If you follow Patrick Honner on Twitter, you know that his ardor for math learning knows no bounds. His passion for Scratch—especially as a tool for deeper math learning—is also evident in many of his posts, such as this:January 14, 2017
Patrick, a 2013 Presidential Award-winning teacher at Brooklyn Technical High School in New York, recently hosted a Math for America workshop called Mathematics and Scratch, wherein participants “solved math problems using computer science, and computer science problems using math.” On the event page, Patrick described his aims: “I hope that teachers will leave with some ideas about how to get their own students making math in Scratch.” We recently spoke with Patrick to learn more about what making math with Scratch looks like—both with the teachers in his recent workshop and in his classroom.
As with any group, the teachers at the workshop had diverse interests, experiences, and levels of comfort with programming. And while teachers may be familiar with Scratch, they sometimes think of it as a "toy" programming language, Patrick said. So he begins by sharing example projects from his advanced high school courses. “I’ve been facilitating similar workshops for a year and a half in various venues. Now I know to start with an inoculation. You just show them some of the things that we can do!” For example:
After seeing some of what’s possible with Scratch, Patrick invited teachers to tinker with a basic function game in Scratch. The goal was to implement a variety of mathematical functions programmatically, and this required the teachers to think about how certain mathematical concepts—like order of operations and domain and range—are understood from a programmer's perspective. You may think you know how to compute x2 + 3x + 1, but trying to get a computer program to do it is a different story, Patrick explained. “You can give this to kids and it will just drive them nuts.”

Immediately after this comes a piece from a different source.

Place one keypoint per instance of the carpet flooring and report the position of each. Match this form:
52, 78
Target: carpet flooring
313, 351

Once the participants were comfortable building their functions in Scratch, they were challenged with more complex mathematical procedures, like finding maximum and minimum values of functions, and even building their own graphing calculator. "Teachers often use the metaphor of a 'function machine' when talking about mathematical functions, but what’s beautiful about using Scratch in this way is that you’re really building the function machine!" Patrick said. "Students are getting access to the mathematical idea of a function in a different way."
As teachers tinkered with the various programs, Patrick traversed the room, helping people get unstuck. But grappling with the challenges was also part of the process. “In Scratch, if you’re not getting the results you want, you have to go back in and figure it out. This attitude is really important when doing math, but to students it might seem more natural when programming." Through this process, learners develop an experimental mindset, a key disposition for both math and computer science.
In the classroom, Patrick starts off an exploration of simulations by sharing a project like this Basic Simulation of Falling Objects, asking students to pose questions about what they’re seeing, such as “How many times will the ball hit platform?” or "If we moved the platform up would it be more or less likely to get hit?" Patrick then helps make the connection to the power of computing, using data recording features in Scratch that allow users to run experiments tens of thousands of times. When students then have the experience of proposing, designing, and building their own simulations, they see the ways in which mathematical models can inform Scratch design decisions and the ways in which Scratch makes math learning math more rewarding and relevant. They puzzle over questions like, “Why does the platform get hit 42% of the time in my Scratch simulation, but only 35% of the time in my mathematical model?” And those fascinations persist as students design their own simulations based on their personal interests and experiences. For example, last year students built a simulation that modeled throwing paper into the garbage can using random angles, velocities, and distances.
In the workshop setting there wasn’t enough time for such a lengthy exploration but participants were given a glimpse of how to implement some basic mathematical simulations in Scratch, like random walks and Monte Carlo area approximations. For example, a region's area can be approximated by seeing how often a randomly placed point lands inside it: "This is a basic example of a very useful and powerful technique in mathematics, and it's very easy to implement in Scratch!"
The purpose of the workshop and Patrick's classroom activities are to demonstrate the power of bringing mathematics and computer science together. "Ultimately the goal is to show how math and computer science are great partners in problem solving. And Scratch provides a terrific platform for that."
And for anyone doubtful of whether Scratch is relevant for their context, Patrick shared his opinion:
"Teachers, and students, are sometimes surprised to learn that we will be using Scratch to explore mathematics. They might think that other tools or languages are more appropriate. But once they see how versatile and powerful Scratch is, and the cool things we can do, they jump right in. Scratch is a great way to level the playing field for learners: it makes computing immediately accessible to those who have never programmed before, and it offers a rich environment to explore for those more comfortable with programming. And I've found it to be an invaluable resource as I've brought more and more computer science to my mathematics students."